<ワシントンで3月13日に開催された沖縄県主催のシンポジウム「Changing East Asian Security Dynamics and Okinawa: Re-examine the US Force Posture in Japan」(「変容する東アジアの安全保障のダイナミクスと沖縄―日本における米軍態勢を再検討する」)にパネリストとして参加した沖縄国際大学の野添文彬准教授の報告、後編です>
辺野古「代替案」をめぐって
シンポジウムではどのような成果があっただろうか。
第一に、ワシントンという場所で、多くの参加者が集まって沖縄について活発な議論が行われたことは、それ自体、大きな成果だった。特に、ペリー氏やハルぺリン氏といった元アメリカ政府高官が出席して発言したことは注目を集める上で重要だったといえる。東アジアの安全保障という幅広いテーマから沖縄を論じ、幅広く沖縄に関心を持ってもらうという前述の沖縄県の意図は達成されたといえる。
第二に、何人かの登壇者によって、沖縄米軍基地の削減と日本の安全保障を両立させる方策として、自衛隊基地との共同使用や民間施設の使用を検討する必要性という方向性が議論されたことである。沖縄の米軍基地を日本本土に基地を新たに建設するという形で移設することは政治的には困難ではあっても、すでにある日本に本土の自衛隊基地に米軍を使用させることは、比較的受け入れられやすいのではという議論は説得的だという印象を筆者も受けた。(筆者自身は、現在進められている日米の基地の共同使用のあり方には問題があると考えているが、それは別稿に譲る。)

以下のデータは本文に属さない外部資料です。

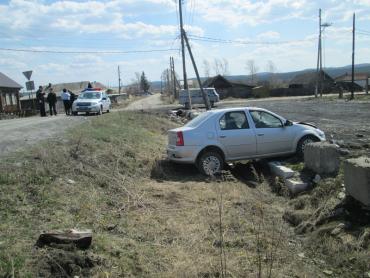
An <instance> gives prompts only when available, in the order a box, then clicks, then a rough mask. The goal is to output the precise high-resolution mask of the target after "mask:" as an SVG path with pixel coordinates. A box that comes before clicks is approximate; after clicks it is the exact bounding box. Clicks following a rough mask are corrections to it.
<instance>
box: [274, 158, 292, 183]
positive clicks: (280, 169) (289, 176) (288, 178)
mask: <svg viewBox="0 0 370 278" xmlns="http://www.w3.org/2000/svg"><path fill="white" fill-rule="evenodd" d="M268 165H269V167H270V170H271V172H272V173H274V174H275V175H276V176H279V177H281V178H283V179H289V178H291V177H293V176H294V173H295V172H294V171H293V170H292V169H290V168H288V167H285V166H283V165H279V164H278V163H276V162H269V163H268Z"/></svg>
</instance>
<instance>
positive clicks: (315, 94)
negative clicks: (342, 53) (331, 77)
mask: <svg viewBox="0 0 370 278" xmlns="http://www.w3.org/2000/svg"><path fill="white" fill-rule="evenodd" d="M329 26H331V24H330V23H321V9H319V43H318V49H317V69H316V75H317V77H316V88H315V97H316V98H317V94H318V91H320V97H322V92H323V84H322V79H323V75H324V72H323V69H322V33H323V32H324V30H325V28H326V27H329Z"/></svg>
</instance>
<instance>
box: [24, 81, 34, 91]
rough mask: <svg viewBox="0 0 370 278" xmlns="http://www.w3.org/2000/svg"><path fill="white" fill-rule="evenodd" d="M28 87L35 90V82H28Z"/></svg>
mask: <svg viewBox="0 0 370 278" xmlns="http://www.w3.org/2000/svg"><path fill="white" fill-rule="evenodd" d="M26 89H27V91H32V90H35V83H34V82H33V81H27V82H26Z"/></svg>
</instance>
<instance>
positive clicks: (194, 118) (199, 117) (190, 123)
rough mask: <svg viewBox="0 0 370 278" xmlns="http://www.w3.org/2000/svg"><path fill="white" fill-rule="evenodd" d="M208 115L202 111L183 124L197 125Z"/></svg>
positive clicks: (207, 117) (209, 114)
mask: <svg viewBox="0 0 370 278" xmlns="http://www.w3.org/2000/svg"><path fill="white" fill-rule="evenodd" d="M209 115H210V113H207V112H205V113H202V114H200V115H198V116H197V117H195V118H194V119H192V120H191V121H190V122H188V123H187V124H186V125H185V126H186V127H197V126H199V125H200V124H201V123H202V122H203V121H204V120H205V119H207V118H208V116H209Z"/></svg>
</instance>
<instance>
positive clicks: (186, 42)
mask: <svg viewBox="0 0 370 278" xmlns="http://www.w3.org/2000/svg"><path fill="white" fill-rule="evenodd" d="M184 39H185V42H186V46H187V48H188V51H189V54H190V58H191V62H192V63H193V67H194V71H195V75H196V76H197V80H198V83H199V88H200V91H201V92H202V96H203V101H204V104H205V105H206V110H211V104H210V103H209V98H208V94H206V93H205V91H204V90H203V87H202V82H201V81H200V77H199V72H198V68H197V65H196V63H195V60H194V57H193V52H192V51H191V47H190V44H189V40H188V37H187V36H186V33H185V32H184Z"/></svg>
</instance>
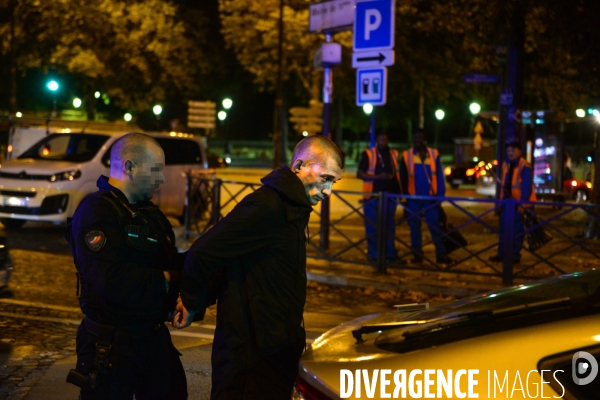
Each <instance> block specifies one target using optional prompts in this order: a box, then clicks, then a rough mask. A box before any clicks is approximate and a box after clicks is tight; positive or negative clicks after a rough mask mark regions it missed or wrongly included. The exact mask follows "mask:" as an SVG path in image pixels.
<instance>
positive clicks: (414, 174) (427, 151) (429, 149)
mask: <svg viewBox="0 0 600 400" xmlns="http://www.w3.org/2000/svg"><path fill="white" fill-rule="evenodd" d="M427 152H428V153H429V167H430V168H431V177H430V179H431V188H430V189H429V194H430V195H431V196H435V195H437V167H436V164H435V160H436V159H437V157H438V155H439V153H438V151H437V150H436V149H432V148H430V147H427ZM402 157H403V158H404V163H405V164H406V169H407V171H408V194H410V195H412V196H414V195H415V193H417V190H416V189H415V160H414V154H413V149H408V150H404V152H403V153H402Z"/></svg>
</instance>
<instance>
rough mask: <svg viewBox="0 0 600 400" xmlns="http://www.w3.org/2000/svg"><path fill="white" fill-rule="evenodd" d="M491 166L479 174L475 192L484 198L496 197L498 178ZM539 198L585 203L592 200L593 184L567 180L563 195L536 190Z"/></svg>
mask: <svg viewBox="0 0 600 400" xmlns="http://www.w3.org/2000/svg"><path fill="white" fill-rule="evenodd" d="M490 168H491V164H487V165H486V167H485V168H482V169H480V170H479V172H478V173H477V187H476V189H475V191H476V192H477V193H479V194H481V195H483V196H487V197H496V178H495V175H494V173H493V172H492V171H490ZM536 193H537V195H538V197H540V198H543V197H544V196H546V197H548V196H552V197H555V198H556V197H559V200H560V197H563V199H562V200H563V201H564V200H573V201H575V202H577V203H584V202H586V201H588V200H589V199H590V195H591V193H592V184H591V183H590V182H586V181H582V180H581V179H576V178H571V179H565V180H564V182H563V191H562V193H555V192H552V191H550V190H549V189H540V188H536Z"/></svg>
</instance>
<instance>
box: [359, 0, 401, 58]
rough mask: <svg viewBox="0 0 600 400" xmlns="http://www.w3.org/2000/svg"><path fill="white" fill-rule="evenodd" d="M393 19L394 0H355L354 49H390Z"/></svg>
mask: <svg viewBox="0 0 600 400" xmlns="http://www.w3.org/2000/svg"><path fill="white" fill-rule="evenodd" d="M394 20H395V15H394V0H367V1H360V0H359V1H357V3H356V15H355V18H354V51H368V50H387V49H392V48H393V47H394Z"/></svg>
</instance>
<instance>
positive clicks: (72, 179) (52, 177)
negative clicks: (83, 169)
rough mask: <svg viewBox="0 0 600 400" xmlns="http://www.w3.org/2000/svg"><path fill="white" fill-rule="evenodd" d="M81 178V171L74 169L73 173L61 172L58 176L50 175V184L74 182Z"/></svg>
mask: <svg viewBox="0 0 600 400" xmlns="http://www.w3.org/2000/svg"><path fill="white" fill-rule="evenodd" d="M80 176H81V171H80V170H78V169H74V170H72V171H66V172H60V173H58V174H54V175H50V177H49V178H48V180H49V181H50V182H56V181H73V180H75V179H77V178H79V177H80Z"/></svg>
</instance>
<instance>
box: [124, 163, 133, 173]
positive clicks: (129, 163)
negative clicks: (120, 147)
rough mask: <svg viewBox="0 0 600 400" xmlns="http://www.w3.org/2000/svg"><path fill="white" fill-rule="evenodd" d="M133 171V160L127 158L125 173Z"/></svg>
mask: <svg viewBox="0 0 600 400" xmlns="http://www.w3.org/2000/svg"><path fill="white" fill-rule="evenodd" d="M132 171H133V161H131V160H125V173H126V174H131V172H132Z"/></svg>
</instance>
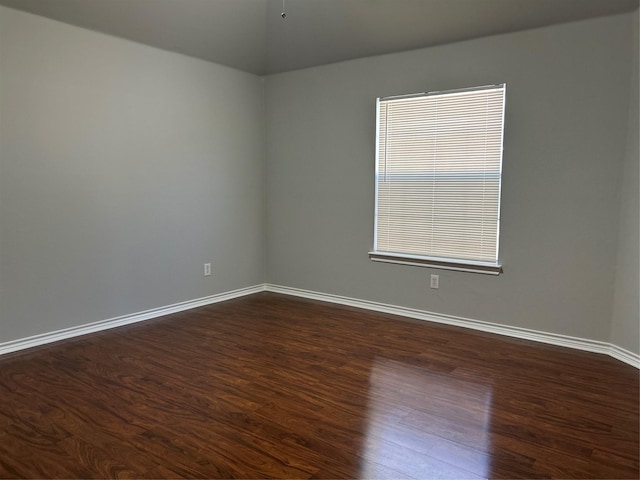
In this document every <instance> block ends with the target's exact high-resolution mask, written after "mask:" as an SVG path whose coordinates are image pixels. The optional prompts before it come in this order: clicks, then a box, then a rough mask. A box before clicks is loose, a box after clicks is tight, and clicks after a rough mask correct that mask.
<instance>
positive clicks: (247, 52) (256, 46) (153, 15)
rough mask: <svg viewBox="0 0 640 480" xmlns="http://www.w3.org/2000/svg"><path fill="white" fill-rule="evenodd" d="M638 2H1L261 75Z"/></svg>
mask: <svg viewBox="0 0 640 480" xmlns="http://www.w3.org/2000/svg"><path fill="white" fill-rule="evenodd" d="M638 2H639V0H285V10H286V14H287V16H286V18H285V19H283V18H281V15H280V14H281V12H282V9H283V1H282V0H0V4H2V5H5V6H8V7H12V8H16V9H20V10H25V11H28V12H31V13H34V14H37V15H42V16H44V17H49V18H52V19H55V20H59V21H61V22H65V23H70V24H72V25H77V26H80V27H84V28H88V29H91V30H96V31H99V32H103V33H106V34H109V35H114V36H117V37H122V38H126V39H129V40H133V41H136V42H140V43H144V44H147V45H152V46H155V47H158V48H162V49H165V50H170V51H174V52H179V53H183V54H185V55H190V56H193V57H197V58H202V59H204V60H209V61H212V62H215V63H219V64H222V65H227V66H230V67H233V68H237V69H240V70H244V71H247V72H251V73H254V74H258V75H264V74H271V73H279V72H286V71H289V70H296V69H300V68H306V67H312V66H316V65H324V64H328V63H334V62H340V61H343V60H350V59H354V58H359V57H367V56H372V55H379V54H384V53H392V52H398V51H402V50H409V49H414V48H422V47H427V46H432V45H438V44H443V43H450V42H456V41H460V40H467V39H471V38H478V37H482V36H487V35H493V34H499V33H507V32H513V31H517V30H524V29H529V28H536V27H541V26H545V25H551V24H556V23H562V22H569V21H575V20H581V19H586V18H591V17H597V16H604V15H613V14H617V13H623V12H629V11H632V10H634V9H636V8H638Z"/></svg>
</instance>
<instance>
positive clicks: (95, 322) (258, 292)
mask: <svg viewBox="0 0 640 480" xmlns="http://www.w3.org/2000/svg"><path fill="white" fill-rule="evenodd" d="M264 291H267V292H273V293H282V294H285V295H293V296H296V297H304V298H310V299H313V300H320V301H323V302H330V303H337V304H340V305H348V306H351V307H357V308H364V309H365V310H373V311H376V312H382V313H389V314H391V315H399V316H402V317H408V318H413V319H417V320H424V321H428V322H435V323H443V324H446V325H454V326H457V327H463V328H470V329H473V330H480V331H483V332H489V333H497V334H499V335H505V336H508V337H514V338H522V339H525V340H533V341H535V342H541V343H548V344H551V345H559V346H561V347H568V348H573V349H576V350H585V351H587V352H594V353H604V354H606V355H609V356H611V357H613V358H615V359H616V360H620V361H621V362H624V363H626V364H628V365H631V366H633V367H636V368H638V369H640V355H638V354H636V353H633V352H630V351H629V350H625V349H624V348H622V347H619V346H617V345H614V344H611V343H606V342H599V341H597V340H588V339H584V338H578V337H570V336H568V335H559V334H555V333H548V332H541V331H538V330H530V329H527V328H520V327H512V326H508V325H500V324H497V323H490V322H483V321H481V320H474V319H470V318H463V317H455V316H453V315H443V314H440V313H433V312H428V311H425V310H418V309H414V308H407V307H399V306H397V305H389V304H385V303H378V302H372V301H369V300H359V299H356V298H350V297H343V296H341V295H331V294H328V293H320V292H314V291H311V290H303V289H299V288H292V287H284V286H281V285H273V284H269V283H268V284H261V285H254V286H252V287H246V288H240V289H238V290H232V291H230V292H223V293H218V294H215V295H210V296H208V297H202V298H197V299H195V300H189V301H186V302H180V303H175V304H173V305H167V306H164V307H160V308H154V309H151V310H145V311H143V312H138V313H133V314H130V315H123V316H121V317H115V318H110V319H107V320H102V321H99V322H94V323H88V324H85V325H80V326H79V327H71V328H65V329H63V330H57V331H54V332H49V333H43V334H41V335H34V336H32V337H26V338H21V339H18V340H12V341H10V342H4V343H0V355H4V354H7V353H11V352H16V351H18V350H24V349H27V348H32V347H37V346H40V345H46V344H48V343H52V342H57V341H60V340H65V339H68V338H73V337H78V336H81V335H87V334H89V333H94V332H100V331H102V330H108V329H110V328H115V327H121V326H123V325H129V324H131V323H137V322H143V321H145V320H151V319H153V318H158V317H162V316H164V315H169V314H172V313H178V312H182V311H185V310H190V309H192V308H196V307H202V306H205V305H211V304H213V303H218V302H224V301H225V300H231V299H233V298H238V297H243V296H245V295H251V294H254V293H259V292H264Z"/></svg>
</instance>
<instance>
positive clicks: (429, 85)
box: [266, 15, 637, 351]
mask: <svg viewBox="0 0 640 480" xmlns="http://www.w3.org/2000/svg"><path fill="white" fill-rule="evenodd" d="M631 55H632V15H621V16H614V17H608V18H601V19H595V20H589V21H583V22H576V23H571V24H565V25H559V26H553V27H548V28H543V29H537V30H531V31H526V32H520V33H513V34H508V35H501V36H494V37H490V38H485V39H480V40H474V41H468V42H462V43H457V44H450V45H445V46H439V47H434V48H428V49H423V50H416V51H411V52H405V53H401V54H393V55H387V56H381V57H372V58H367V59H360V60H355V61H349V62H345V63H340V64H334V65H329V66H324V67H319V68H312V69H307V70H301V71H296V72H290V73H285V74H280V75H273V76H270V77H268V78H267V110H266V111H267V158H268V162H267V172H266V174H267V198H268V219H267V255H266V258H267V280H268V281H269V282H270V283H274V284H279V285H284V286H291V287H297V288H303V289H309V290H314V291H319V292H325V293H330V294H338V295H344V296H348V297H355V298H360V299H366V300H372V301H377V302H384V303H389V304H394V305H402V306H406V307H413V308H419V309H424V310H428V311H432V312H437V313H443V314H450V315H458V316H463V317H468V318H473V319H479V320H485V321H491V322H497V323H502V324H507V325H512V326H518V327H525V328H531V329H536V330H542V331H546V332H555V333H559V334H565V335H572V336H577V337H582V338H588V339H594V340H602V341H609V340H610V335H611V315H612V309H613V295H614V288H613V286H614V278H615V268H616V262H617V259H616V251H617V247H618V244H617V239H618V226H619V225H618V212H619V208H620V201H619V197H618V186H619V180H620V178H621V173H622V171H621V169H622V168H623V159H624V158H625V155H626V149H625V146H626V141H627V123H628V116H629V108H628V102H629V82H630V78H631V66H630V62H629V59H630V58H631ZM500 82H506V83H507V107H506V110H507V111H506V132H505V154H504V178H503V203H502V206H503V207H502V214H503V215H502V235H501V258H502V261H503V264H504V274H503V275H501V276H499V277H491V276H486V275H478V274H470V273H461V272H447V271H438V270H430V269H426V268H420V267H408V266H400V265H385V264H379V263H372V262H371V261H369V259H368V257H367V251H368V250H369V249H370V248H371V246H372V232H373V203H374V183H373V182H374V180H373V175H374V127H375V99H376V97H378V96H385V95H394V94H403V93H413V92H420V91H426V90H441V89H452V88H458V87H468V86H474V85H484V84H490V83H500ZM630 155H632V153H630ZM630 161H631V160H630ZM631 188H632V189H633V187H631ZM636 191H637V188H636ZM636 208H637V206H636ZM630 248H633V245H632V246H630ZM635 248H636V249H637V241H636V242H635ZM635 266H636V267H637V262H636V265H635ZM430 273H438V274H440V289H439V290H430V289H429V287H428V276H429V274H430ZM626 345H627V348H631V349H633V350H635V351H637V346H634V345H631V344H628V343H627V344H626Z"/></svg>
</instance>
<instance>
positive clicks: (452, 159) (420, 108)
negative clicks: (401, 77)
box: [369, 84, 506, 275]
mask: <svg viewBox="0 0 640 480" xmlns="http://www.w3.org/2000/svg"><path fill="white" fill-rule="evenodd" d="M505 91H506V87H505V85H504V84H502V85H492V86H486V87H476V88H470V89H464V90H451V91H445V92H433V93H426V94H424V93H423V94H417V95H404V96H398V97H385V98H379V99H378V101H377V109H376V110H377V122H376V123H377V126H376V128H377V135H376V137H377V139H376V206H375V232H374V246H373V251H372V252H369V256H370V258H371V259H372V260H375V261H381V262H391V263H402V264H409V265H424V266H430V267H436V268H445V269H452V270H464V271H472V272H479V273H490V274H495V275H497V274H499V273H500V272H501V265H500V262H499V259H498V247H499V233H500V184H501V179H502V138H503V125H504V98H505Z"/></svg>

もっとも、次のような課題もあった。第一に、北朝鮮や中国の動向を踏まえると、依然として国際環境は厳しく、沖縄の米軍基地は重要であり続けるという意見が多く出された。ペリー元国防長官も昨年のNHKの番組で沖縄に同情的な発言をしていたが、今回のシンポジウムでは、朝鮮有事における沖縄米軍基地の重要性を繰り返した。またペリー氏は、日本本土への基地移設についても、時間とコストの問題から難しいことを強調した。登壇者(特にアメリカ側)の発言フロアの反応も含めて全体として基地負担の是正を訴える沖縄にとって厳しい反応だったといえる。
第二に、辺野古移設の代替案が真正面からシンポジウムで議論された訳ではなかった。沖縄県から具体的な代替案が発表されないことについて、メディア関係者から、シンポジウムの意義やインパクトについて疑問の声も耳にした。筆者も、シンポジウム参加にあたって代替案の検討を依頼された訳ではない。シンポジウムで議論する論点について、もう少し綿密な調整や検討が事前に必要だったかもしれない。
なお、翁長知事は、帰国した3月16日、記者会見で「代替案には妥協が必要になる。沖縄県民が妥協する要素はない」と述べて辺野古移設の代替案を沖縄県として提示しない方向性を示した。